Framework for Facebook ads A/B testing

An inevitable fact of life is no matter how much you improve your ROAS, you’re guaranteed to run into posts on Facebook where others claim to have much better results than you.

This happened to me so many times and my reaction has always been the same—”I got to try this.” Sometimes they worked in a way, although I can’t say exactly why. Once a colleague of mine asked me how a recent change I did worked. The honest answer was—I had no idea.

Whenever someone mentioned the best way to scale Facebook ad campaigns was something like doubling the budget three times a day, I would do it. Then I’d get a few expensive days, my account CPA would skyrocket, and I’d just drop the idea and move on to the next one. Now I understand this approach was chaotic and the results were random.

Mục Lục

Shifting from luck to a framework

The ultimate goal of all tests is to improve a key metric. The first hard truth to accept is any test outcome is valuable as long as it answers the question, “should I roll out this change to the whole ad account?” even if that answer is “no.” And this is why my initial approach failed. It didn’t give me any answers at all.

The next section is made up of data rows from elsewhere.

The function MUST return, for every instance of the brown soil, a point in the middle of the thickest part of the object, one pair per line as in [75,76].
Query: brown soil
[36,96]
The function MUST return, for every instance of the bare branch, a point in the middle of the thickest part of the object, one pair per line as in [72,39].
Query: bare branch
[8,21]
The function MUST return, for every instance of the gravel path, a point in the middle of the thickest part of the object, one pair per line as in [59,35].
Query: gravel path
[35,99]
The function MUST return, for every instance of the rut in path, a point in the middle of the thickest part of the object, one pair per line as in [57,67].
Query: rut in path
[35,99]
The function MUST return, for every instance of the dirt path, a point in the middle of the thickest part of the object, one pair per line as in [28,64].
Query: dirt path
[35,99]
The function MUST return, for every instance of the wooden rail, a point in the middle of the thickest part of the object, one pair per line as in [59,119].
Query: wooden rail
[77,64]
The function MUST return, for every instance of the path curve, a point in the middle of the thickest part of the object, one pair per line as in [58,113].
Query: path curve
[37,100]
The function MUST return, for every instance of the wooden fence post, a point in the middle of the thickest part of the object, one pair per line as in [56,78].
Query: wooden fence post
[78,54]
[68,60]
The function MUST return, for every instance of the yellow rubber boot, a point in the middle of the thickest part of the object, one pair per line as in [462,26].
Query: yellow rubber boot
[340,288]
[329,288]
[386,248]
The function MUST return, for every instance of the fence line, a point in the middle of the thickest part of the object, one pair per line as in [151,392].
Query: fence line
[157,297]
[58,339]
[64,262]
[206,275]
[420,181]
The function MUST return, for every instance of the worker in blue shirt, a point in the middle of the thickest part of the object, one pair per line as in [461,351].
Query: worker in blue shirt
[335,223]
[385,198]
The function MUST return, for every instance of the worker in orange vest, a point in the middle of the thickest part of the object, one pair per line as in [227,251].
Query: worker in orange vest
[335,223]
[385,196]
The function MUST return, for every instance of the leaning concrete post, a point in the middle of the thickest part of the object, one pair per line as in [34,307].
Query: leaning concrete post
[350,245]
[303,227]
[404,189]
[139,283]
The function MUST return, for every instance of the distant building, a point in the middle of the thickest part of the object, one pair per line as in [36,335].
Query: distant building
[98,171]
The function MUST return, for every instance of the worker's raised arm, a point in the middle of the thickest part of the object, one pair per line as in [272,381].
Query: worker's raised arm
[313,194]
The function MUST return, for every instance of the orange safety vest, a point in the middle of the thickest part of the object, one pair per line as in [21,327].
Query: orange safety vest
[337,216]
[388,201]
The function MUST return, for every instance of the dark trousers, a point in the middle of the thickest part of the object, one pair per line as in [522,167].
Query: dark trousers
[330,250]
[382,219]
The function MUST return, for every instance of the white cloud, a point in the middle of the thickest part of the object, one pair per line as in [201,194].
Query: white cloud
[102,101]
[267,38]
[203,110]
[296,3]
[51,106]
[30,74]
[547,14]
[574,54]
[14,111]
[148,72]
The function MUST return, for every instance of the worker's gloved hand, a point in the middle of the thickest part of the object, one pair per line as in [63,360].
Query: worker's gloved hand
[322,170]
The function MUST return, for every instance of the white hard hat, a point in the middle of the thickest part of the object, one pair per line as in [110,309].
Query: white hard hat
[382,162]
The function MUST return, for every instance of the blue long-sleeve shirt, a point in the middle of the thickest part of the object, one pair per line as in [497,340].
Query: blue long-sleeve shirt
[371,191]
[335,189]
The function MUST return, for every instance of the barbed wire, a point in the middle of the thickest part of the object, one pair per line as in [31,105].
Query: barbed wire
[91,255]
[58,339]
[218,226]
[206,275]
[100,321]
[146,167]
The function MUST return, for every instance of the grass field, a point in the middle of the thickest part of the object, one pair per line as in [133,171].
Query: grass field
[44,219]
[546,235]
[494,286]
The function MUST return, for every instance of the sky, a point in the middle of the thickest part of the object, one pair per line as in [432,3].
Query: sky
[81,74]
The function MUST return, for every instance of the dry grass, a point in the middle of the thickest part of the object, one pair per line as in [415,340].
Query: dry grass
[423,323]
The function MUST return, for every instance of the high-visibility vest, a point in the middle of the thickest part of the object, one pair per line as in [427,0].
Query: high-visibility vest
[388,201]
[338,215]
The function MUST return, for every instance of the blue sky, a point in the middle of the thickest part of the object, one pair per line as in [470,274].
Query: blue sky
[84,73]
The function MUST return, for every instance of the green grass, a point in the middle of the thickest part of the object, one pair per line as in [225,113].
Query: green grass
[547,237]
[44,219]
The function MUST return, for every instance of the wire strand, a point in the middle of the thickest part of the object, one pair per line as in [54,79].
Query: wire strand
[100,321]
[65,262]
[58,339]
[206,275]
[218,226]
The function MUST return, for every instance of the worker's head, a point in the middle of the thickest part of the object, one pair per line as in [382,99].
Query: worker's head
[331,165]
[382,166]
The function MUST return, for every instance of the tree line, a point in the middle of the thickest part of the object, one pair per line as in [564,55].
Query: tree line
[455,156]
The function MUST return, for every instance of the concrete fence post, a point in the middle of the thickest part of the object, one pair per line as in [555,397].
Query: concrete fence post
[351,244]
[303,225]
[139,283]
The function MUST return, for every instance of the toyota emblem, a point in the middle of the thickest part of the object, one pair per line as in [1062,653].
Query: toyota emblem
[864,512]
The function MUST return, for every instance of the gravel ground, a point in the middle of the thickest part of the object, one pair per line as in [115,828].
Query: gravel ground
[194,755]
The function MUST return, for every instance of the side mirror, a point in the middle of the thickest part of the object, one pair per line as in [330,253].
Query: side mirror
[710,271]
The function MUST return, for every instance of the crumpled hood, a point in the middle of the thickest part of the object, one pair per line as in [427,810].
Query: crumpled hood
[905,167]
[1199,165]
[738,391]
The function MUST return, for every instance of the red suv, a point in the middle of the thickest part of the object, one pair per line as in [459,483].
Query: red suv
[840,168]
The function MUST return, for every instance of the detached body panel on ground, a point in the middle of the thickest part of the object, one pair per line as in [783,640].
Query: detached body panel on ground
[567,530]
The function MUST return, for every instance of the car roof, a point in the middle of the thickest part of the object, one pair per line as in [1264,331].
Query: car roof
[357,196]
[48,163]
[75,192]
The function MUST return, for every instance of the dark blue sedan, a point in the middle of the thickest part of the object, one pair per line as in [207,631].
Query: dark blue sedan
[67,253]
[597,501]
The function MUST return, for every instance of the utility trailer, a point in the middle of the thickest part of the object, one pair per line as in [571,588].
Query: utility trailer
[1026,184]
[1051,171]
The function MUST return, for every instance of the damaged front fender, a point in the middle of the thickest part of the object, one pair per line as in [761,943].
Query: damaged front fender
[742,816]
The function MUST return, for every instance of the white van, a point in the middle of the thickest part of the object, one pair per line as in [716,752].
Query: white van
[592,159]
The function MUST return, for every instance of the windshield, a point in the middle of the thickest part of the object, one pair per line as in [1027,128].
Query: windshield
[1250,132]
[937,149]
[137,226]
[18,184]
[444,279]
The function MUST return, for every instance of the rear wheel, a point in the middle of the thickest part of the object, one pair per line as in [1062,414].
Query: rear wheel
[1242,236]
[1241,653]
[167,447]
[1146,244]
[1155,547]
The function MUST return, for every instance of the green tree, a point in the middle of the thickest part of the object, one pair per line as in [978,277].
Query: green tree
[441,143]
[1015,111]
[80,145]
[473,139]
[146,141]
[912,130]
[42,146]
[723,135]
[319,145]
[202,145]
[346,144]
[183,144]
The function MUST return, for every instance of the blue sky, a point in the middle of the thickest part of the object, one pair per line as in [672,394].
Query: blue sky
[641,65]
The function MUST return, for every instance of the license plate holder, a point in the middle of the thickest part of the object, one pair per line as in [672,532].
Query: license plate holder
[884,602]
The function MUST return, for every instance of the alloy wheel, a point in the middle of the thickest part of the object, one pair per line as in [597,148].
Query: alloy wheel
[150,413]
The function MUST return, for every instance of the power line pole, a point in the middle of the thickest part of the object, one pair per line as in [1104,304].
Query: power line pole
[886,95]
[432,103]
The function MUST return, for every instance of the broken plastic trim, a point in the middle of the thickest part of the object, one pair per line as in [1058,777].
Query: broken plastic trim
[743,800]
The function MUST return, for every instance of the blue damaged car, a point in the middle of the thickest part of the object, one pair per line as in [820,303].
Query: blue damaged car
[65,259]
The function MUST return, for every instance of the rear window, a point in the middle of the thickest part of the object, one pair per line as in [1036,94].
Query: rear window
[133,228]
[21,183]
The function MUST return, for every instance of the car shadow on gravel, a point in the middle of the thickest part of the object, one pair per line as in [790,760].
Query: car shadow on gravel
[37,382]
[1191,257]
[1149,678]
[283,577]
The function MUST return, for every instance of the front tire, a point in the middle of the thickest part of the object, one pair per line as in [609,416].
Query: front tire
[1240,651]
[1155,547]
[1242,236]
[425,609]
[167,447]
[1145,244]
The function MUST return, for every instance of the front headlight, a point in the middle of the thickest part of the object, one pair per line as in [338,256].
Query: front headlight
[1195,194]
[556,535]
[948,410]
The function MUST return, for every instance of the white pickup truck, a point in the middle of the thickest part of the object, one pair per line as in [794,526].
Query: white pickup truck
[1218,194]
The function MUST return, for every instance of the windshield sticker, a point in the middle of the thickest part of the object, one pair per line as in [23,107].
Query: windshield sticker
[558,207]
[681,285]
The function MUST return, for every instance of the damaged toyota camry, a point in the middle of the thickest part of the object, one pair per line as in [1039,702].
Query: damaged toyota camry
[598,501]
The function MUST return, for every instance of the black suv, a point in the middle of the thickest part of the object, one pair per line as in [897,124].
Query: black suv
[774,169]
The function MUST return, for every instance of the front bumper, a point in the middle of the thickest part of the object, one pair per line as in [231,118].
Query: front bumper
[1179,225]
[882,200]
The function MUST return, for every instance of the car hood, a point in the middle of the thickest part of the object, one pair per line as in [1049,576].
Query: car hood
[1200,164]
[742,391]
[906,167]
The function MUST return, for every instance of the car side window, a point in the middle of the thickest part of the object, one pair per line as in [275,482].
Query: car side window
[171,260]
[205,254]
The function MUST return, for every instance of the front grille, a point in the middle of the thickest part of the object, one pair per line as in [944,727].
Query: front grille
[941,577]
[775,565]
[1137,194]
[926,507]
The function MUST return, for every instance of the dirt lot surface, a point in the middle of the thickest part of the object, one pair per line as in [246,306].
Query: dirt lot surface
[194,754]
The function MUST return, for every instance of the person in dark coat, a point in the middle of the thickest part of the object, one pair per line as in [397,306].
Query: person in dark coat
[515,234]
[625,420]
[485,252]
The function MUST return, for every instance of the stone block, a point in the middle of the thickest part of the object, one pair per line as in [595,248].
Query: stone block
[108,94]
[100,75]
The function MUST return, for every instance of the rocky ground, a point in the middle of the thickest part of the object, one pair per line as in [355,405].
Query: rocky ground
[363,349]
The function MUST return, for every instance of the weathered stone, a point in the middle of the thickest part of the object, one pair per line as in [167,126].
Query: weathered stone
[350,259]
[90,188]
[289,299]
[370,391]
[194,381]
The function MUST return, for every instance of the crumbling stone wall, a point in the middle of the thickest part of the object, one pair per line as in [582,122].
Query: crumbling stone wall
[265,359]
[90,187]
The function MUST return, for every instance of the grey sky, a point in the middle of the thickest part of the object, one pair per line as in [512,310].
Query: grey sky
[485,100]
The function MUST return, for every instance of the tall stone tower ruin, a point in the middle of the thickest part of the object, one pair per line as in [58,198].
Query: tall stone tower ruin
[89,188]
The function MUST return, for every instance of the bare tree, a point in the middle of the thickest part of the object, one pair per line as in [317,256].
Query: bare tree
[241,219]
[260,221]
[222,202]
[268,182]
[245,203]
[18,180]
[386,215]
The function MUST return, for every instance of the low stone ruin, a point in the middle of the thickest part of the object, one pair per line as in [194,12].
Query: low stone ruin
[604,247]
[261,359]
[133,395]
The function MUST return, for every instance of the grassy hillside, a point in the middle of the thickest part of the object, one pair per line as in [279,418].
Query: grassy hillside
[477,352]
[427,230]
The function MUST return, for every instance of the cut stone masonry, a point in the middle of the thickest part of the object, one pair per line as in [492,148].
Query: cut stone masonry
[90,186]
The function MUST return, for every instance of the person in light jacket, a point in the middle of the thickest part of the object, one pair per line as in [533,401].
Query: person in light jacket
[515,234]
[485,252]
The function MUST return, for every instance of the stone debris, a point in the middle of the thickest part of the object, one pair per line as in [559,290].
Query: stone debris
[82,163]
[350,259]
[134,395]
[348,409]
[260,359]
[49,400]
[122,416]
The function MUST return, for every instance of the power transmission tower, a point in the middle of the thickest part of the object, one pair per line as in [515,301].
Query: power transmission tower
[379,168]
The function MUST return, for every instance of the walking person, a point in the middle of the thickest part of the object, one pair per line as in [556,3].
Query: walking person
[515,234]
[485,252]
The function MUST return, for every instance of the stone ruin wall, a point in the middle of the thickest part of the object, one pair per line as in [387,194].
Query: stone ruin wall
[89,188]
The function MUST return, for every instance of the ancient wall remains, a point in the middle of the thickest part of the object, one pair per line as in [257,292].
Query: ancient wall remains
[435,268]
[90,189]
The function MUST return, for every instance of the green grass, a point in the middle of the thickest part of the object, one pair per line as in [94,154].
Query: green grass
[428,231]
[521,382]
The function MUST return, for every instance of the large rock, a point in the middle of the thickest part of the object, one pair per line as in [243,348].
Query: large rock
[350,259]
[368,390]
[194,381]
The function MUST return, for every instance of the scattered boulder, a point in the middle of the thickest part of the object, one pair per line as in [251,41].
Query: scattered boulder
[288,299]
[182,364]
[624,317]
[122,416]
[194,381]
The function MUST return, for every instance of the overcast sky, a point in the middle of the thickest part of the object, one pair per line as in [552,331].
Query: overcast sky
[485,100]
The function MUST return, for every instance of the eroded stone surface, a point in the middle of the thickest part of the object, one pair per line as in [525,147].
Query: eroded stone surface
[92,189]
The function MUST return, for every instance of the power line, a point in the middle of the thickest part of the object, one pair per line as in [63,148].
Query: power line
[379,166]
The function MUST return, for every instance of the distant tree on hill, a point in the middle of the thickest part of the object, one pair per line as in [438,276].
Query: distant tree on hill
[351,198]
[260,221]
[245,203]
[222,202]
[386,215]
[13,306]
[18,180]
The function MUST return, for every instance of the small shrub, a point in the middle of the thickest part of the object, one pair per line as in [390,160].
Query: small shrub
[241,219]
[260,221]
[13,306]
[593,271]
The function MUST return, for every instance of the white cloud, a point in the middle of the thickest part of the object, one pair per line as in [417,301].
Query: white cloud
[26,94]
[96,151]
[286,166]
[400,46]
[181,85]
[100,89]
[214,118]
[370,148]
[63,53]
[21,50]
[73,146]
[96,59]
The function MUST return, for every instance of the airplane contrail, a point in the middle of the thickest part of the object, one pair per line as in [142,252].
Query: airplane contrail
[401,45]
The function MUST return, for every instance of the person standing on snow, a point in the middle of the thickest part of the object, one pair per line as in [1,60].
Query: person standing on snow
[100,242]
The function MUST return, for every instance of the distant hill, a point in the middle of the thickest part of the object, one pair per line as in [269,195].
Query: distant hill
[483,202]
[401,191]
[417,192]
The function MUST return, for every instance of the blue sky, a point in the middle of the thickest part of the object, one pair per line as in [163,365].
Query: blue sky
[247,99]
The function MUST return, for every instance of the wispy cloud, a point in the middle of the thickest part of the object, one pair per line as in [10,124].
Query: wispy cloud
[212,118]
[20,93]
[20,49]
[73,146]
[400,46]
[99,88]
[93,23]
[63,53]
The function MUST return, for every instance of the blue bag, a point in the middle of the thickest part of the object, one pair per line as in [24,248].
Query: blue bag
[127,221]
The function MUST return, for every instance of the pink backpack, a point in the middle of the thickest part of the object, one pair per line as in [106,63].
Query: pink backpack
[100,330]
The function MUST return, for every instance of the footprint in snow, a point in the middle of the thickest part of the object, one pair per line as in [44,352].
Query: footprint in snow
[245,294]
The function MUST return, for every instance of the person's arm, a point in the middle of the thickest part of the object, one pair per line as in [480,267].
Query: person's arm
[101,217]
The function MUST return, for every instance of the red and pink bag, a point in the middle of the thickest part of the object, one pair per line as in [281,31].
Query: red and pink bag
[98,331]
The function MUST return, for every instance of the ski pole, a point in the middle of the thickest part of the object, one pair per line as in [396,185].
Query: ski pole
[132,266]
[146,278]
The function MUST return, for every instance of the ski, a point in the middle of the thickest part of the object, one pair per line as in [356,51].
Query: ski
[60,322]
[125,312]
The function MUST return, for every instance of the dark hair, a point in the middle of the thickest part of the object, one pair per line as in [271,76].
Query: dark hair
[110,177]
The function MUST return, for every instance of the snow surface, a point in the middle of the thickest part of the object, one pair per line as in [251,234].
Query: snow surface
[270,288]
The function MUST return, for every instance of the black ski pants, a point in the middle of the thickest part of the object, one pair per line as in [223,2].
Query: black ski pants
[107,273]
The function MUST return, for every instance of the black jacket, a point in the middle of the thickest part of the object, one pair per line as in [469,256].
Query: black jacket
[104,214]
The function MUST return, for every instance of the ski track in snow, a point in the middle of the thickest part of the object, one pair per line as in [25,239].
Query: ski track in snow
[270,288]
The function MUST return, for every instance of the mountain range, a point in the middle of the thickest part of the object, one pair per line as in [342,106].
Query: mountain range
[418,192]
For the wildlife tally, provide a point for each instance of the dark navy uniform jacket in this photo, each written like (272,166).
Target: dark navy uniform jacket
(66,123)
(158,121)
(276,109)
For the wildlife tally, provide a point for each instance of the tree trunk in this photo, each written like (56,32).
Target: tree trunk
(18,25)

After courses on basic and inferential statistics, private classes with a university professor of statistics, and dozens of shipped Facebook A/B tests, I’ve learned many lessons about them. Here’s the exact approach and tools I use to setup and run tests that tell the truth.

The 8 key elements of valid Facebook ads A/B testing

1. Pick the metric to measure success
Calculate the baseline conversion. The closer to the top of the funnel, the smaller sample is needed.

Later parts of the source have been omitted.